To Danny, cuisine and fashion run along parallel lines, and what triggered him to study culinary arts was when he became the first national champion of the Magnolia National Cookfest organized by San Miguel Corporation. He studied under the best culinary tutors at Le Cordon Bleu Ecole de Cuisine et de Patisserie in London and at the School of Thai Cooking in Bangkok.
Since then he has been engineering recipes, coaching best by means of experiential reality training for culinary enthusiasts, editing magazines and authoring books on cuisine, and catering food for Filipinos yearning for traditional choices.
Asking him the cliché question why Filipino food has not made it to the international scene, his answer sounded like he has defended his doctoral dissertation in the direction with more than high passing grade.
He maintains that our food when presented abroad always fails in the final blind taste-test on scores of authenticity, originality, and food intelligence.
He cites the indigenization of foreign food into the Pinoy kitchen which is highly evident in the name given to every dish.
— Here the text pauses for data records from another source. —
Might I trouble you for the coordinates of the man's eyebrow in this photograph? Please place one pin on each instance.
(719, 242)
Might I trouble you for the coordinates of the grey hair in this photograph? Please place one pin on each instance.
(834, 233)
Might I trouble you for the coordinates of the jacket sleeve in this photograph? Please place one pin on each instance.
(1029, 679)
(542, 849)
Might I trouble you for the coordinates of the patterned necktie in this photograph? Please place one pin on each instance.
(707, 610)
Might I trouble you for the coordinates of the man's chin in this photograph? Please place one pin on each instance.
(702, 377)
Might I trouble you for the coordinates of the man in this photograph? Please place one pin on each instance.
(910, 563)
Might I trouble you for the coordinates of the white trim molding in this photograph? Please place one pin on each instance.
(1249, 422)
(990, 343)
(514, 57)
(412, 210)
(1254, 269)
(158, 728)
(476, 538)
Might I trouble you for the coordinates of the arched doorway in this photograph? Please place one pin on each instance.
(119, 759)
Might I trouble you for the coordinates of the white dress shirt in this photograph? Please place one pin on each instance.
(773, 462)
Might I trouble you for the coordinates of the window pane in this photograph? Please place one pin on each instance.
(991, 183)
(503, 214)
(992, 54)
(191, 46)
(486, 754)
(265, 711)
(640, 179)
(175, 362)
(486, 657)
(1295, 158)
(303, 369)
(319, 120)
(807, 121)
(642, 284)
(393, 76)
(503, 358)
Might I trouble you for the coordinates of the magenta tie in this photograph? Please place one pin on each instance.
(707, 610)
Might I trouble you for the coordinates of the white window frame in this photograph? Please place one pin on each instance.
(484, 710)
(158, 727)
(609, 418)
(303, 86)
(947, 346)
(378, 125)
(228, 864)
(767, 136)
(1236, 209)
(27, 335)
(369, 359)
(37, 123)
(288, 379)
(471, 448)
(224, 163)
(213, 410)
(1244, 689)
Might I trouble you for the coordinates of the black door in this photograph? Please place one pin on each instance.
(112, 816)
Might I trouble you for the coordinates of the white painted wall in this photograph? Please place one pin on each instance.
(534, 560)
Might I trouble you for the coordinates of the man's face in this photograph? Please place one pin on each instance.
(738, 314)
This makes our claim to the authenticity of our native food and delicacies somehow low in authenticity and place of origin.
Based on his years of research, Danny cites the pinakbet (from the original Ilocano term pinakkebbet to literally mean “to shrink and wrinkle”) as the only Pinoy food that was not derived or influenced by another culture even if this has been altered into different variants and version in other parts of the country, even overseas among the OFWs.
In any case, the next time you take to your bittered and bagoong-enriched pinakbet think Filipino. This might just be our passport to the final reckoning in the numerous world food exhibition that we have been failing in the taste-test stages for the longest time.